Les locomotives soufflent de la vraie vapeur, et les clowns pleurent de vraies larmes dans ce petit théâtre où chaque personnage (animé par six manipulateurs prodiges) est une merveille d'artisanat: bois, métal, ficelles, dentelles, plumes, broderies ... 

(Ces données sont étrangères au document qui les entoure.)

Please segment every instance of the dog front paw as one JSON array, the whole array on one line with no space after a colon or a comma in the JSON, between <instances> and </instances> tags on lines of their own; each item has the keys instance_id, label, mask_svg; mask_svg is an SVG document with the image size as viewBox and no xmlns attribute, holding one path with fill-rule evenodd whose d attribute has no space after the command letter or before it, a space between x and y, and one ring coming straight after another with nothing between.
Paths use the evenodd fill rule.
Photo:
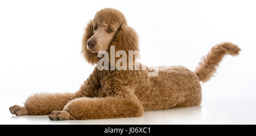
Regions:
<instances>
[{"instance_id":1,"label":"dog front paw","mask_svg":"<svg viewBox=\"0 0 256 136\"><path fill-rule=\"evenodd\" d=\"M17 105L10 107L9 110L11 114L16 116L27 115L28 113L27 108Z\"/></svg>"},{"instance_id":2,"label":"dog front paw","mask_svg":"<svg viewBox=\"0 0 256 136\"><path fill-rule=\"evenodd\" d=\"M69 119L70 113L67 111L53 110L48 117L51 120L67 120Z\"/></svg>"}]
</instances>

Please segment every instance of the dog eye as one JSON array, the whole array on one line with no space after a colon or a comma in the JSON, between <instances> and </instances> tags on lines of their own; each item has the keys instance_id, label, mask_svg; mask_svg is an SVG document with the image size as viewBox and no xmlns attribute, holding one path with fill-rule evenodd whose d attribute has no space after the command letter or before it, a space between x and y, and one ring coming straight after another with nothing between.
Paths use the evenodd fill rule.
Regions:
<instances>
[{"instance_id":1,"label":"dog eye","mask_svg":"<svg viewBox=\"0 0 256 136\"><path fill-rule=\"evenodd\" d=\"M109 28L108 31L109 31L109 32L112 32L113 31L113 30L112 30L112 29L110 29L110 28Z\"/></svg>"}]
</instances>

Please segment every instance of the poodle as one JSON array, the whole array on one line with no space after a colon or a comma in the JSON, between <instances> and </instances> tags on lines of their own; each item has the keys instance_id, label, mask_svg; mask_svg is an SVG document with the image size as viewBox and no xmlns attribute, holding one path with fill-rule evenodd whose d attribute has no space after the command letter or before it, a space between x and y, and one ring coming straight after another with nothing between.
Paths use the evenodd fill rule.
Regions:
<instances>
[{"instance_id":1,"label":"poodle","mask_svg":"<svg viewBox=\"0 0 256 136\"><path fill-rule=\"evenodd\" d=\"M80 89L75 93L34 94L24 107L11 107L11 113L49 114L52 120L88 120L140 117L147 110L198 105L200 82L210 79L225 55L237 56L241 50L236 45L222 42L211 49L193 71L181 66L162 66L157 76L150 76L152 69L143 70L145 66L139 63L138 70L99 70L97 54L102 50L110 54L110 45L115 53L139 50L137 35L123 14L108 8L98 11L85 28L81 52L87 62L97 65ZM137 57L131 61L138 63Z\"/></svg>"}]
</instances>

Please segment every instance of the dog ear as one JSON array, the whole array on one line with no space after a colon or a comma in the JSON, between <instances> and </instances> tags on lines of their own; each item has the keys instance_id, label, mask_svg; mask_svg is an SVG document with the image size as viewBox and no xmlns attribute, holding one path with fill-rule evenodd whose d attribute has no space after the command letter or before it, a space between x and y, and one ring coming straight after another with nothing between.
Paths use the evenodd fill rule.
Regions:
<instances>
[{"instance_id":1,"label":"dog ear","mask_svg":"<svg viewBox=\"0 0 256 136\"><path fill-rule=\"evenodd\" d=\"M132 28L127 26L127 24L121 24L110 45L115 46L115 53L118 50L125 51L126 54L129 54L129 57L133 57L134 62L135 58L138 58L139 57L137 34ZM132 56L130 56L131 54L129 53L129 50L134 52L137 50L137 54L135 57L133 56L133 54L131 54ZM127 57L127 59L129 57ZM115 58L116 62L118 58Z\"/></svg>"},{"instance_id":2,"label":"dog ear","mask_svg":"<svg viewBox=\"0 0 256 136\"><path fill-rule=\"evenodd\" d=\"M86 61L89 63L93 65L97 63L98 61L97 53L93 53L87 49L87 41L94 35L92 24L93 21L90 20L85 28L85 31L82 36L81 53L84 55Z\"/></svg>"}]
</instances>

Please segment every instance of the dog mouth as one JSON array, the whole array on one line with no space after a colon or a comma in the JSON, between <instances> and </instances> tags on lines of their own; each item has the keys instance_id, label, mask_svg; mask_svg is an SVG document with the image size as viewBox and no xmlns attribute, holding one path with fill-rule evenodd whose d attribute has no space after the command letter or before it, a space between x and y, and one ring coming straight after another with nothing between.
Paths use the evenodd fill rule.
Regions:
<instances>
[{"instance_id":1,"label":"dog mouth","mask_svg":"<svg viewBox=\"0 0 256 136\"><path fill-rule=\"evenodd\" d=\"M97 53L98 52L96 51L96 50L90 48L88 47L88 46L87 46L87 49L89 50L90 52L91 52L93 53Z\"/></svg>"}]
</instances>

Du très grand art, qu'on verra en tournée à Paris (Monfort), Mulhouse, Nice, Lyon (Célestins)...

- Lion et gazelle -

Pourquoi le lion ne mange pas de gazelle? Quel pape d'Avignon était vraiment avignonnais? C'est dans l'agréable "Jardin de la Vierge du Lycée Saint-Joseph" que ces graves questions sont abordées avec verve par le conteur Frédéric Ferrer dans un court spectacle sur les 20 ans d'une institution du festival, les "Sujets à vifs".

Lancés par la SACD, la plus ancienne des sociétés d'auteur, les "Vifs", comme on les surnomme, donnent rendez-vous aux curieux chaque jour à 11H00 et 18H00, avec deux courts spectacles incongrus d'une demi-heure, issus de la rencontre de deux artistes.

Par exemple, un circassien (Nikolaus) et un musicien-acteur-metteur en scène (Joachim Latarjet). On les voit débouler sur scène tels Vladimir et Estragon dans "En attendant Godot", avec leur bric-à-brac. L'un joue très bien d'un tas d'instruments, l'autre grimpe sur un mat avec une boule rouge en équilibre sur la tête, déclame des poèmes, fait rire et hop, les voilà qui remballent le tout.

Depuis 20 ans, 128 "vifs" se sont déroulés avec 325 artistes dans ce jardin enserré dans un lycée de jésuites.

Pour le spectacle anniversaire, au lieu d'une conférence fastidieuse, Frédéric Ferrer a concocté une promenade ludique et instructive (à 20H30 jusqu'au 25 juillet).

Quant à la Vierge, si elle avait longtemps disparu, cachée selon certains dans un placard à balai du lycée, la voici revenue dans un coin du jardin. Le régisseur la recouvre d'un drap pudique lors des spectacles trop osés...

Et si les lions ne mangent pas des gazelles, mais des antilopes, selon le conteur, c'est parce que les gazelles courent trop vite.